Мы оба в точности видим, что сейчас представляет себе другой — да что там, мы видим вместе, и одна и та же картинка одновременно наполняет нас — и мы оба, нисколько не мешая друг другу, управляем этим микротеатром, посмешнее вздымая руку грозящей пальцем старшей вожатой, вытягивая до гротеска осуждающую мину Галиндмитны, посочнее наливая багрянцем щеки начлага товарища Лузина. Даже унылый запах Общей Линейки (до чего ж тупое слово — «линейка», не замечали?) на мгновение вспыхивает в носоглотке; линеечный песок пахнет иначе, не так, как пляжный или любой другой, — от его запаха хочется не строить, а закрыть глаза и качаться на каблуках… До чего, оказывается, это просто — не участвовать! Ни за что больше не буду!
Только немного неудобно перед космонавтами — переглянувшись, мы соглашаемся — да, все-таки как-то не очень красиво с нашей стороны: они там летят, преодолевая неведомые опасности — с грозно-веселыми лицами, в мягких белых подшлемниках и спортивных костюмах с выпуклыми гербами, и наверняка сейчас только-только заделали дырочку от метеорита или починили сломанный реактор; и ни верха, ни низа, только бархатная чернота со звездами…
Однако мы уверены — если бы сейчас, ну хоть вон из-за тех кустов вышел космонавт, то он не стал бы ловить нас и противным голосом орать на весь лес, чтоб мы «не-мед-лен-но» шли строиться и «нас тоже касается». Я думаю, что он не обрадовался бы, конечно, но и точно б не разозлился, и даже не простил бы — нет, космонавт же вам не Лузин какой-нибудь, что ему Линейка, даже Общая; он бы просто смотрел, как мы бежим мимо, и улыбался.
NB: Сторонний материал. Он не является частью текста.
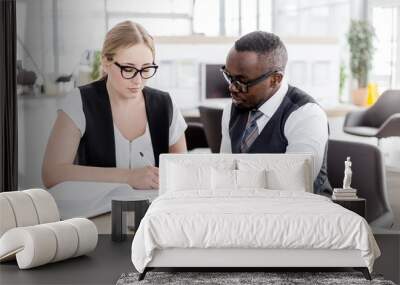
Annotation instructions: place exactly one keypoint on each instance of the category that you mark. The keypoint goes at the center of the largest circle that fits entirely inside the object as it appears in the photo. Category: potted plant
(360, 38)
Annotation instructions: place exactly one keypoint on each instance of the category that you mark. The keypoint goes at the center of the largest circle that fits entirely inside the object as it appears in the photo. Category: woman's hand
(144, 178)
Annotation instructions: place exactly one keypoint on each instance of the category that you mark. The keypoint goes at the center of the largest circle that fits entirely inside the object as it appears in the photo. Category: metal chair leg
(364, 271)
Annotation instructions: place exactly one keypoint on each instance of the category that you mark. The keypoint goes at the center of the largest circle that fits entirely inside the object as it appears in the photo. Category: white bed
(220, 211)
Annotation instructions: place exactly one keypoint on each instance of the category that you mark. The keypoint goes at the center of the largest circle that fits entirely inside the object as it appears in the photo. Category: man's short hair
(265, 44)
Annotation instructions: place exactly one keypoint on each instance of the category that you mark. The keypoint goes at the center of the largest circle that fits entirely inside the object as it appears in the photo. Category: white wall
(313, 66)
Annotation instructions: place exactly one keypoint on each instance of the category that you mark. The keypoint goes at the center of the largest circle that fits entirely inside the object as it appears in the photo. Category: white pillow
(188, 177)
(285, 174)
(251, 178)
(223, 179)
(292, 178)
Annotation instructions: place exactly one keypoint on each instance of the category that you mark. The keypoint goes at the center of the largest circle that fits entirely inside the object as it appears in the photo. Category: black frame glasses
(129, 72)
(244, 86)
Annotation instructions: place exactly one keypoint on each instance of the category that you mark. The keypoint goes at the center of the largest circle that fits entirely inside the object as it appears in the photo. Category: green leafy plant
(342, 79)
(360, 38)
(95, 73)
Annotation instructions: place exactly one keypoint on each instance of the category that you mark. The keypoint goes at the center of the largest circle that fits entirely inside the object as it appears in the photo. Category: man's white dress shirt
(306, 129)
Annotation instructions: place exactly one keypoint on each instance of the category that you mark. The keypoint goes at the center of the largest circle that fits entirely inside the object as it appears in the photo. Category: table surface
(104, 265)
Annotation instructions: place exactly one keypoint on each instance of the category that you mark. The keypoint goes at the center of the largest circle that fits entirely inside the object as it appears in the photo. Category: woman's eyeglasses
(244, 86)
(129, 72)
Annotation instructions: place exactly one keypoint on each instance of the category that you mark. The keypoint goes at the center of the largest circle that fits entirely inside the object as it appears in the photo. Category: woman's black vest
(272, 138)
(97, 145)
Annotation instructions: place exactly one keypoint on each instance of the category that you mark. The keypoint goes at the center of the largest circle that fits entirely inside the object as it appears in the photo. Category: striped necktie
(251, 132)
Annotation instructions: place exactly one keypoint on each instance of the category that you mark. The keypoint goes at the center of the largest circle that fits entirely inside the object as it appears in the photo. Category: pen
(145, 159)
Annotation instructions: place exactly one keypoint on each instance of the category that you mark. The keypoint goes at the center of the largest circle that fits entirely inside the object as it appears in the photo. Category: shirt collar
(271, 105)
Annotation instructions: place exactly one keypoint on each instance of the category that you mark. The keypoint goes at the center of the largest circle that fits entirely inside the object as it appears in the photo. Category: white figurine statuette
(347, 174)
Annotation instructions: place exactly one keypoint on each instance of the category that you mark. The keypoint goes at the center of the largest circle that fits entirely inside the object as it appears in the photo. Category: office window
(385, 66)
(161, 18)
(316, 18)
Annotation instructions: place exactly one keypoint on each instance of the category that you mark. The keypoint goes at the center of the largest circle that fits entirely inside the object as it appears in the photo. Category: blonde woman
(116, 128)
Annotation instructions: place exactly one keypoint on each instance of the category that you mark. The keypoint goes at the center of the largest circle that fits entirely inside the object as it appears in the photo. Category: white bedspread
(250, 219)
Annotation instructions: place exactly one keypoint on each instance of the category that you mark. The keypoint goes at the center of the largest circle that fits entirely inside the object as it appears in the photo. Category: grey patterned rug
(228, 278)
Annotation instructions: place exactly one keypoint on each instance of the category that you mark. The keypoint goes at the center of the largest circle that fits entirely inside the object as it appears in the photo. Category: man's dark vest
(272, 138)
(97, 145)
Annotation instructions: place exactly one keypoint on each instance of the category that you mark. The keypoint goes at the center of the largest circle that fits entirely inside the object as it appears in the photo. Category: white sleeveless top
(126, 152)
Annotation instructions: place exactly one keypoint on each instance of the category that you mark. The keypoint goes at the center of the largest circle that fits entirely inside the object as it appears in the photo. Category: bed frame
(240, 259)
(260, 259)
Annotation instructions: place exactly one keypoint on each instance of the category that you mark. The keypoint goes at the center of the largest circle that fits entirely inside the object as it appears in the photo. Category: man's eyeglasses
(244, 86)
(129, 72)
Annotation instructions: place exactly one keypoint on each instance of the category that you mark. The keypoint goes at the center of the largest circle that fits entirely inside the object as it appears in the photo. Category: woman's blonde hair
(124, 35)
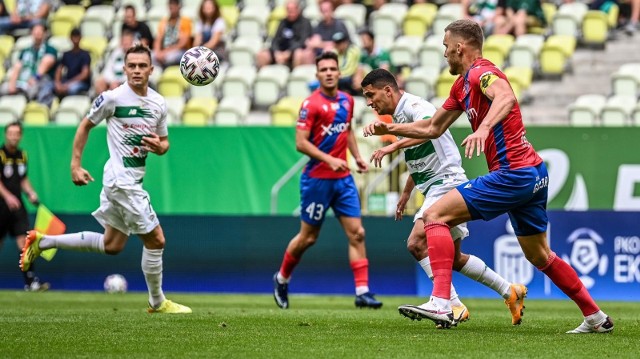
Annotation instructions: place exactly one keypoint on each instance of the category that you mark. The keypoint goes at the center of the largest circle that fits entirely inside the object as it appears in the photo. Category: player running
(324, 133)
(436, 168)
(136, 125)
(516, 184)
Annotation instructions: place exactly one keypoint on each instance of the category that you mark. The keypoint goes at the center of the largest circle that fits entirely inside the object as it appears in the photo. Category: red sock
(441, 251)
(566, 278)
(360, 270)
(288, 263)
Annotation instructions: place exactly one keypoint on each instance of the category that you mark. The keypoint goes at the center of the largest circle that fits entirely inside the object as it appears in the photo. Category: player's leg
(536, 250)
(346, 206)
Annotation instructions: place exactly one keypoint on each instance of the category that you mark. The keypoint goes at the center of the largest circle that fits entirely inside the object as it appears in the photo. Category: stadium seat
(421, 81)
(404, 50)
(269, 84)
(446, 14)
(617, 111)
(232, 111)
(171, 83)
(199, 111)
(252, 21)
(418, 19)
(525, 50)
(298, 84)
(568, 19)
(11, 108)
(72, 110)
(444, 83)
(238, 81)
(595, 28)
(242, 51)
(626, 80)
(431, 52)
(355, 14)
(175, 107)
(285, 111)
(36, 114)
(585, 111)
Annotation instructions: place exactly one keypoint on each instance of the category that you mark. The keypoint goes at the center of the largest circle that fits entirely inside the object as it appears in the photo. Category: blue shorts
(521, 193)
(318, 194)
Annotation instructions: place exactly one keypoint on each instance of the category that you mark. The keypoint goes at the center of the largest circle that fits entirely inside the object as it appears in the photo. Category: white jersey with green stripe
(434, 161)
(129, 118)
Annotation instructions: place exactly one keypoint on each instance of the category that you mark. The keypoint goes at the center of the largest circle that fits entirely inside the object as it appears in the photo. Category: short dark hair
(380, 78)
(14, 123)
(469, 30)
(137, 48)
(327, 55)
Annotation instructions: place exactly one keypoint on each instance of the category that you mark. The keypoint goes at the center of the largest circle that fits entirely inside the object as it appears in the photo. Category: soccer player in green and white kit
(136, 125)
(435, 167)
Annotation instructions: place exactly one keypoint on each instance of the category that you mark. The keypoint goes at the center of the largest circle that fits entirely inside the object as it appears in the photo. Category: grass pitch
(98, 325)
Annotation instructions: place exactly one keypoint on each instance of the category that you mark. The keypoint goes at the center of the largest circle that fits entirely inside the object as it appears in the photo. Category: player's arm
(79, 175)
(425, 129)
(352, 144)
(502, 101)
(303, 145)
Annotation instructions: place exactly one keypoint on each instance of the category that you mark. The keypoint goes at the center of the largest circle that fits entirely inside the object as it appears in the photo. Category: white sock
(426, 266)
(152, 269)
(477, 270)
(81, 241)
(360, 290)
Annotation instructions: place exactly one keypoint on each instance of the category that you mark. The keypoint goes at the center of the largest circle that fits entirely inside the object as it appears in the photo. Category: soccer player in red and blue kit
(516, 184)
(324, 133)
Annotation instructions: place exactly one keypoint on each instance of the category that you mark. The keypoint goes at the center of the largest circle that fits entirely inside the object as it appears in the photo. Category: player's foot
(31, 250)
(367, 300)
(169, 307)
(37, 286)
(515, 303)
(603, 326)
(442, 317)
(280, 292)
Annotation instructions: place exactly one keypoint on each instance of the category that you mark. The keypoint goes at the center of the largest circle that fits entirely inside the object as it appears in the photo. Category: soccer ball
(199, 66)
(115, 283)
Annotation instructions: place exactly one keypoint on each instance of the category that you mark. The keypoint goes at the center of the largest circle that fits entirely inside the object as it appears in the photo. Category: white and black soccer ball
(199, 66)
(115, 283)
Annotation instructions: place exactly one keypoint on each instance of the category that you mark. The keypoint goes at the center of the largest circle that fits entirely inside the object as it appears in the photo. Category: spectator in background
(26, 14)
(113, 73)
(293, 31)
(139, 29)
(210, 28)
(321, 40)
(73, 74)
(33, 73)
(174, 36)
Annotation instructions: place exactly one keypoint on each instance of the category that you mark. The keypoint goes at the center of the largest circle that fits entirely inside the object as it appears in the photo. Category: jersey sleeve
(103, 107)
(304, 117)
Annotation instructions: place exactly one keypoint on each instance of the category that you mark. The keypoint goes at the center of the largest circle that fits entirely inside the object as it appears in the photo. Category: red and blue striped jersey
(506, 146)
(328, 119)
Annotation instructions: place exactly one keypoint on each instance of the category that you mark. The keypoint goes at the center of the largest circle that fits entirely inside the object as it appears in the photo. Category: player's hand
(151, 143)
(12, 202)
(363, 167)
(337, 164)
(376, 128)
(475, 142)
(378, 155)
(402, 204)
(80, 176)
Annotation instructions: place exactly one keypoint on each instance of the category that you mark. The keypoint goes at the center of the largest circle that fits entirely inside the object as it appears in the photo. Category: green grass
(91, 325)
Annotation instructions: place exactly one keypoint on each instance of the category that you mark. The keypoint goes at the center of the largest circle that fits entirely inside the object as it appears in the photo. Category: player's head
(462, 38)
(13, 134)
(381, 91)
(327, 71)
(137, 65)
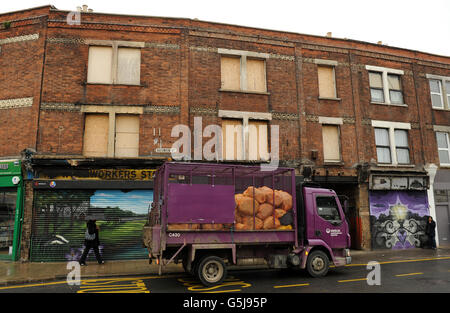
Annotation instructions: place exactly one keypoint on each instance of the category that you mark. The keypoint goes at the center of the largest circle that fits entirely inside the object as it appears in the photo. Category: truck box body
(241, 212)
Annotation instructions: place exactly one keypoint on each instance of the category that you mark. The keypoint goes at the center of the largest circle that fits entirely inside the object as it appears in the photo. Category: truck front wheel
(211, 270)
(317, 264)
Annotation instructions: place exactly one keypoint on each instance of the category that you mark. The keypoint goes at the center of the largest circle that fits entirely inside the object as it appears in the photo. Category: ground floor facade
(11, 205)
(387, 209)
(441, 189)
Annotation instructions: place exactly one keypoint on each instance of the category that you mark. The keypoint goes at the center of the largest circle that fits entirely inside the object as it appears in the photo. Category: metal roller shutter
(59, 223)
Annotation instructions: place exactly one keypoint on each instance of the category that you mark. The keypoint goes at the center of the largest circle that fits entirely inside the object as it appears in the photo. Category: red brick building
(369, 120)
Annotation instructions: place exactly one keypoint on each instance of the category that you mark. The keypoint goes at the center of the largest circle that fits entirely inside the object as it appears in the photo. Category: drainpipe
(431, 170)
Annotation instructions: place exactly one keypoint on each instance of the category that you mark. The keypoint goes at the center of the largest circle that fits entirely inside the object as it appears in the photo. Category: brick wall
(180, 76)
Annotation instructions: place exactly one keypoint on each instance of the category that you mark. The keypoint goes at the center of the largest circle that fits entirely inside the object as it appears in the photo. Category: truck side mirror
(346, 207)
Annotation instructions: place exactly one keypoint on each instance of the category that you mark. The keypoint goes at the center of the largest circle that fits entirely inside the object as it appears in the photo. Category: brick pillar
(25, 239)
(363, 214)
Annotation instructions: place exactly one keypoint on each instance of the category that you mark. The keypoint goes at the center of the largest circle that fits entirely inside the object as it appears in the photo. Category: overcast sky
(422, 25)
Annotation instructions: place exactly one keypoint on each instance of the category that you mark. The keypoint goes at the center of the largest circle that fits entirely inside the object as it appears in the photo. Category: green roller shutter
(59, 223)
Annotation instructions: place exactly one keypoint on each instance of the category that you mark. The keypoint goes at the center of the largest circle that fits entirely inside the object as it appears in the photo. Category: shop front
(118, 199)
(11, 204)
(399, 210)
(442, 204)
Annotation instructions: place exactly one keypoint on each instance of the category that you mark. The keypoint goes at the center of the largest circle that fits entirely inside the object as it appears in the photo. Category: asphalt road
(408, 276)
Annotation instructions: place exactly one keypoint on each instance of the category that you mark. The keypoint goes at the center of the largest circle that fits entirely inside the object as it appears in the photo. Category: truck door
(329, 221)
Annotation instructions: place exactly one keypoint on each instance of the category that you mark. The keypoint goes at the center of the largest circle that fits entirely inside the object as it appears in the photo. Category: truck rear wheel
(317, 264)
(211, 270)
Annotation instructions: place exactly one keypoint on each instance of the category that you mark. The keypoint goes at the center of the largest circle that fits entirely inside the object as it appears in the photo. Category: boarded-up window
(127, 136)
(232, 140)
(129, 66)
(257, 141)
(256, 75)
(100, 65)
(95, 141)
(395, 89)
(376, 87)
(327, 87)
(330, 136)
(231, 73)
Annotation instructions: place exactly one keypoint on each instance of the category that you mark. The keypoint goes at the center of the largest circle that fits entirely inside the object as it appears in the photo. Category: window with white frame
(108, 134)
(245, 135)
(243, 70)
(443, 143)
(383, 145)
(112, 62)
(391, 141)
(439, 91)
(385, 85)
(331, 142)
(327, 83)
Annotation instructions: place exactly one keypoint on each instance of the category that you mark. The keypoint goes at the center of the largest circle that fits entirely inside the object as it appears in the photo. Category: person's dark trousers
(87, 248)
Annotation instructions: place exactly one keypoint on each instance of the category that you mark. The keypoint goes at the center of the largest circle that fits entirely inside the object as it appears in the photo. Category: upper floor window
(233, 138)
(245, 135)
(111, 135)
(327, 83)
(439, 91)
(443, 143)
(113, 62)
(391, 141)
(243, 70)
(385, 85)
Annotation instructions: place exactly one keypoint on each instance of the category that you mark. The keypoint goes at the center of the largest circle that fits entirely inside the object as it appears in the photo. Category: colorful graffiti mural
(398, 219)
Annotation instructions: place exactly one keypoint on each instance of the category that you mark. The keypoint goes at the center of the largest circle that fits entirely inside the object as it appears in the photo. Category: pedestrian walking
(91, 241)
(430, 231)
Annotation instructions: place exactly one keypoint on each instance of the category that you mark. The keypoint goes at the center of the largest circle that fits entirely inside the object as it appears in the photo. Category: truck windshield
(327, 208)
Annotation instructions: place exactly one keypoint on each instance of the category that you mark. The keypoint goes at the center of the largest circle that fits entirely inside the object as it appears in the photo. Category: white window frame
(112, 111)
(332, 64)
(445, 149)
(243, 66)
(392, 126)
(384, 74)
(115, 45)
(244, 117)
(445, 94)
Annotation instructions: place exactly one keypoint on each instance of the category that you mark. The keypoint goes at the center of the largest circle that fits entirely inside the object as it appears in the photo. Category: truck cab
(323, 229)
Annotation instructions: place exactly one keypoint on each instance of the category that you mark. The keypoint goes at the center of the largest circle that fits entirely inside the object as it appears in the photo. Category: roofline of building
(264, 29)
(51, 7)
(280, 32)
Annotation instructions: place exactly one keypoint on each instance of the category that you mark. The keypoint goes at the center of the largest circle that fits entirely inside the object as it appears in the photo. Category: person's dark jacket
(92, 228)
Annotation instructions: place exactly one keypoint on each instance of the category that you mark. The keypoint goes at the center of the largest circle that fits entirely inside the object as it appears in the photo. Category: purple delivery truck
(209, 216)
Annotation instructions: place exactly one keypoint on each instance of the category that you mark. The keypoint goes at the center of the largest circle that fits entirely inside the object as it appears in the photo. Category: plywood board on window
(327, 87)
(95, 142)
(230, 73)
(127, 136)
(330, 136)
(256, 75)
(100, 65)
(129, 66)
(258, 141)
(232, 147)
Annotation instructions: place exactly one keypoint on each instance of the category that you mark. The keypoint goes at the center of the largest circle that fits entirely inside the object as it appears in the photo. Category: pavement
(13, 273)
За кочегаркой мы начинаем то и дело приседать на бегу, собирая самые крупные, до звона высохшие за несколько солнечных дней сосновые шишки; те, которые подходят, видно сразу; за некоторыми даже не лень дать небольшую петлю, настолько они просятся в дело, яркими пятнами выделяясь из массы товарок. Но вот и куст, честно сохранивший доверенное, — я вижу, как сквозь листву сигналит мне солнечными зайчиками Специальная Секретная Банка, упавшая вчера на. Землю откуда-то издалека. Может, кто помнит — были раньше (после середины семидесятых я их больше не видел) такие банки из-под кофе, серебристые толстые буквы на черном — крупно «КОФЕ», а внизу кучерявой тоненькой антиквой «растворимый». Однако это была только видимость, маскировка; на самом деле банка была совсем не такая. Не, как она появилась в нашем мире, я не видел; но сомнений в ее осо-бости тоже не было, — и когда я вчера после ужина рассказал о ней Птице, он сразу все понял.
Во-первых, она стояла. Во-вторых, над ней два раза проехал Мамулов на Синей Коломбине — а ей хоть бы что! Услышав про это, Птица даже сначала не поверил и прищурился, но увидел, что я не вру, и разделил мое восхищенное удивление. Надо же — выстоять перед Мамуло-вым и его Синей Коломбиной!
Рычанье Коломбины доносилось задолго до Прибытия, от него испуганно умолкали дятлы и хотелось пересесть или уйти куда-нибудь; словно в лесу завелся дракон и неумолимо идет сюда, ломая хвостом сосны и сверкая углями в распахнутой рыком глотке. Рык наваливался на притихший лес, солнце начинало светить или тихо, или с обреченным отчаяньем, расплавляя крыши в нестерпимо яркие облачка, из будки поспешно ковылял вахтер, и если ему случалось замешкаться, то Коломбина злобно дудела морозящим душу голосом. Полосатая труба взмывала, замирая перед ней навытяжку, и Коломбина, дергаясь и взрыкивая в сдерживаемом бешенстве, вступала на территорию покорно замершего лагеря.